Christmas Just Came Again

We long suspected AHIP was funneling money to the Chamber while standing up and claiming to be all in favor of reform. We just didn’t have proof. Thank you, Peter Stone, for digging up the proof. National Journal:

Just as dealings with the Obama administration and congressional Democrats soured last summer, six of the nation’s biggest health insurers began quietly pumping big money into third-party television ads aimed at killing or significantly modifying the major health reform bills moving through Congress.

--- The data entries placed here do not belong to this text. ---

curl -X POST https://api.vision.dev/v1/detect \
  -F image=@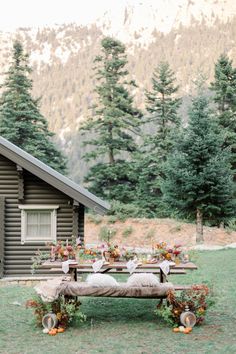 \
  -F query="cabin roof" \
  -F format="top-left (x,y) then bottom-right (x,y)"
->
top-left (0, 137), bottom-right (110, 214)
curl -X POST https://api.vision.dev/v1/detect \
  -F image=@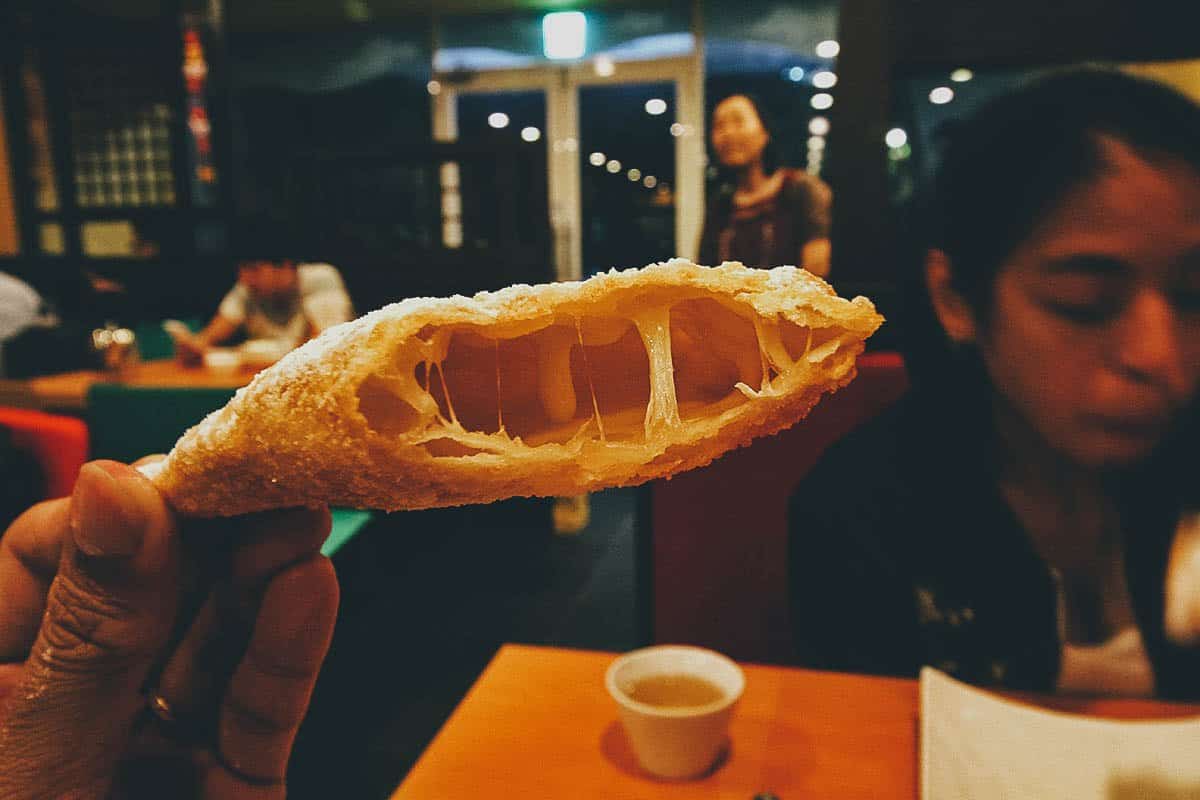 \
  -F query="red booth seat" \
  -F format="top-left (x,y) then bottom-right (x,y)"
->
top-left (0, 408), bottom-right (88, 499)
top-left (649, 353), bottom-right (908, 662)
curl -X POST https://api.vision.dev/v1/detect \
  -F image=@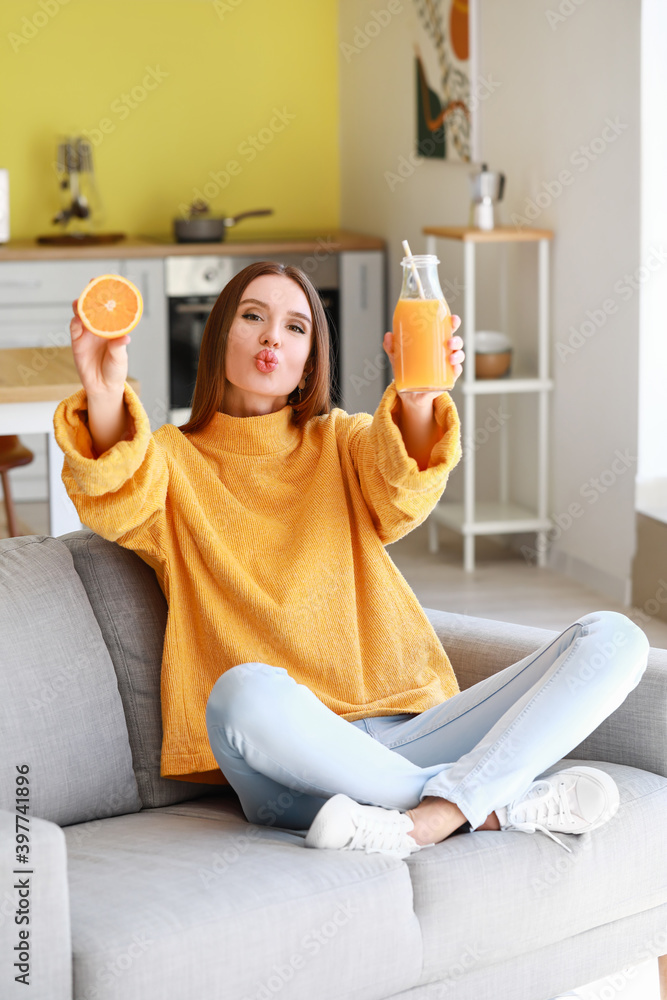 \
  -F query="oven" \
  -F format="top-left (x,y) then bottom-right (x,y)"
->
top-left (165, 254), bottom-right (341, 425)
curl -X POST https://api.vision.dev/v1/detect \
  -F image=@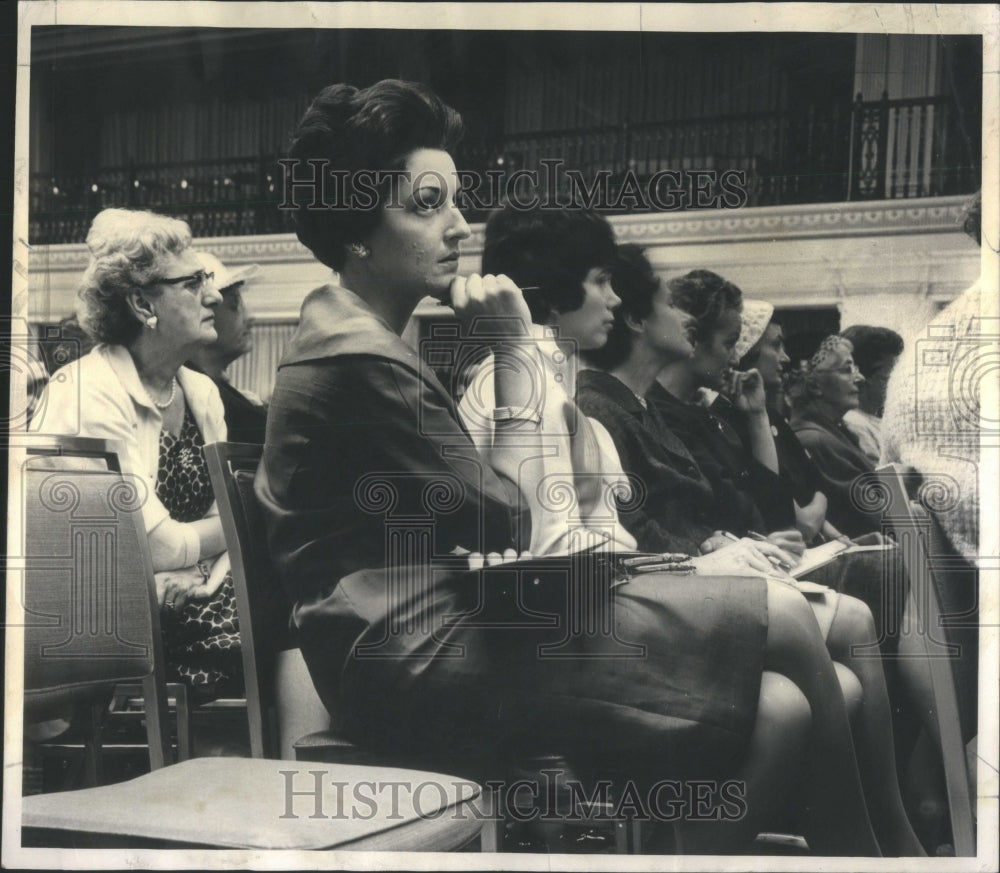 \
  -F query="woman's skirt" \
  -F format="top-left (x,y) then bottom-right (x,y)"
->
top-left (295, 559), bottom-right (767, 779)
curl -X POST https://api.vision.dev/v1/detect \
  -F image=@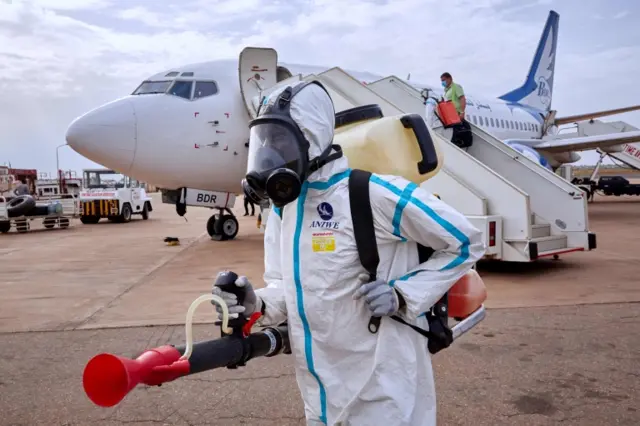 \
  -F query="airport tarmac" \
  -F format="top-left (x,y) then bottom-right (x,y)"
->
top-left (0, 195), bottom-right (640, 426)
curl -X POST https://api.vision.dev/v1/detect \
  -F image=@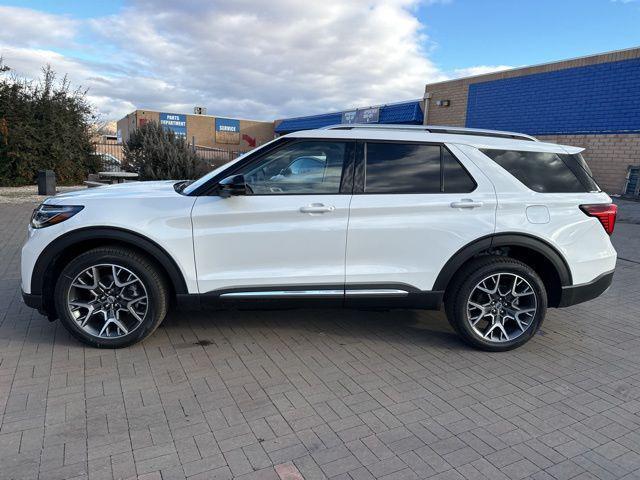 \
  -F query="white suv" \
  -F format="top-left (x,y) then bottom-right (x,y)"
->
top-left (22, 125), bottom-right (616, 350)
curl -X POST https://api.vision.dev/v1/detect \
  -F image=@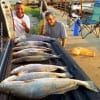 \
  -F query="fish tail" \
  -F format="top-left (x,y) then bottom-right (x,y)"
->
top-left (58, 67), bottom-right (66, 71)
top-left (82, 81), bottom-right (99, 92)
top-left (58, 73), bottom-right (67, 78)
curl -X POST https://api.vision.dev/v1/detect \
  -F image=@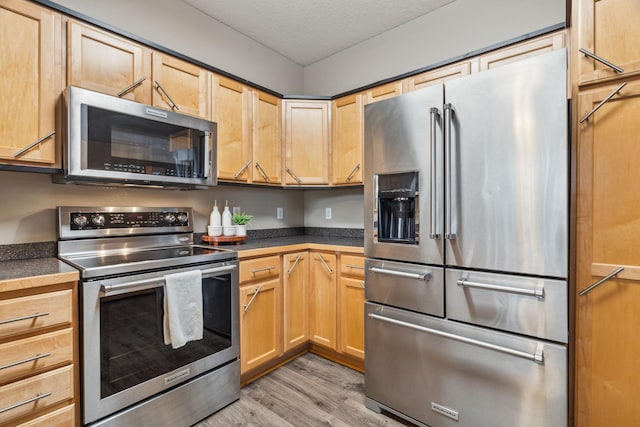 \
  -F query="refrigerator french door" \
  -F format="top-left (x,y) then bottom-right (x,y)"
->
top-left (364, 50), bottom-right (569, 427)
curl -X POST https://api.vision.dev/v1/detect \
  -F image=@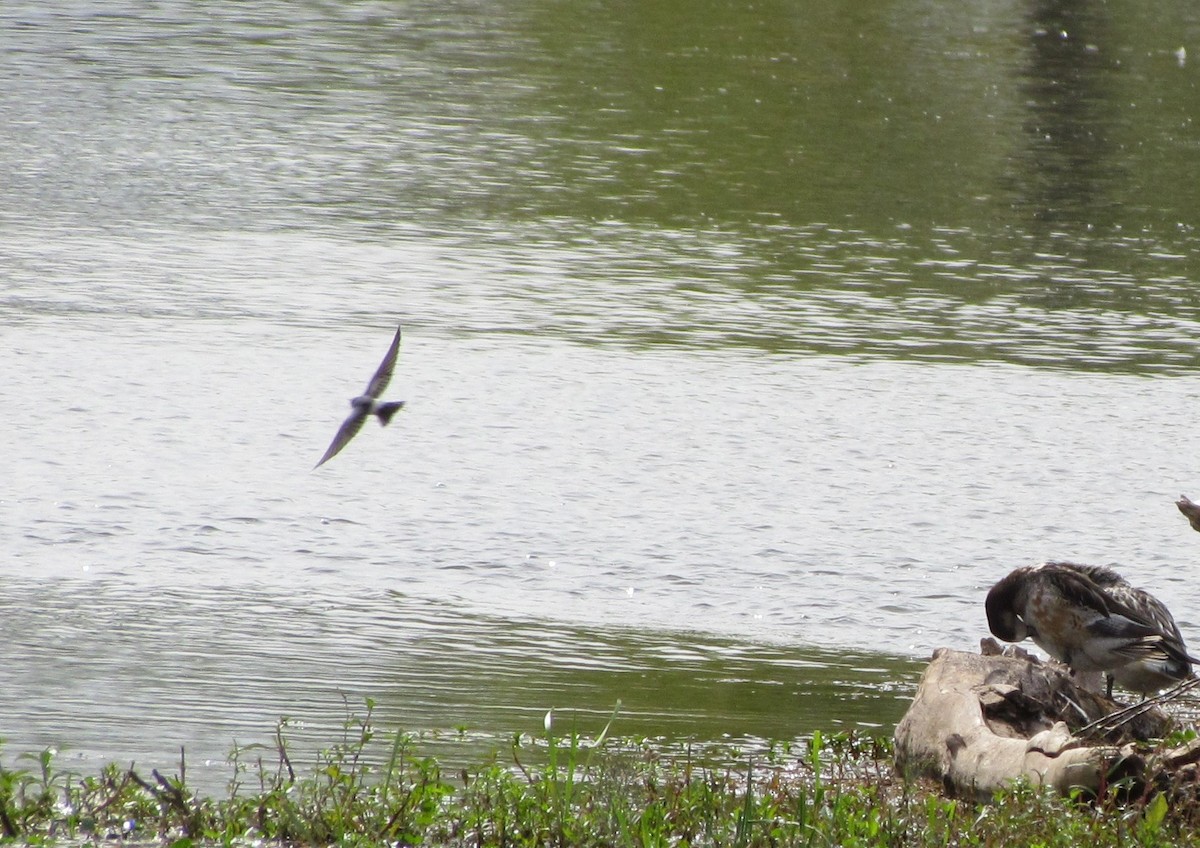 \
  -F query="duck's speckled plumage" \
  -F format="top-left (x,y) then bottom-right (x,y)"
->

That money, between $10 million and $20 million, came from Aetna, Cigna, Humana, Kaiser Foundation Health Plans, UnitedHealth Group and Wellpoint, according to two health care lobbyists familiar with the transactions. The companies are all members of the powerful trade group America’s Health Insurance Plans.

The funds were solicited by AHIP and funneled to the U.S. Chamber of Commerce to help underwrite tens of millions of dollars of television ads by two business coalitions set up and subsidized by the chamber. Each insurer kicked in at least $1 million and some gave multi-million dollar donations.

“There’s no question that AHIP has quietly solicited monies from their members which were funneled over to the chamber for their ads,” said a source. The total donated by the health insurers, according to one estimate, was as much as one quarter of the chamber’s total healthcare advertising budget.

Read the whole article. Here’s our statement in response:

“AHIP has paid lip service to reform while paying the Chamber to oppose it. Insurers rigged and gamed the political system the same way they do with people’s health insurance claims and medical care.

We’ve assumed all along the insurance industry was secretly funding the Chamber of Commerce’s vicious campaign against reform. The National Journal article exposes AHIP and its member companies for what they are – corporate machines that care about profits, not people.

We demand the Chamber of Commerce reveal exactly how much money it has received from the insurance industry to kill reform, and we demand AHIP and the insurance companies reveal how much money they are funneling into other front groups besides the Chamber.

Every time we see an ad against reform, Americans should ask which insurance company paid for it. And going forward, we should now always be asking, ‘When the Chamber of Commerce talks, who’s paying?’

If the National Journal found evidence of $20 million, imagine how much more of our overpriced premiums have been used to pay for deceitful ads to protect insurance profits.

We simply cannot trust the health insurance industry to act in anyone’s best interest but its own.”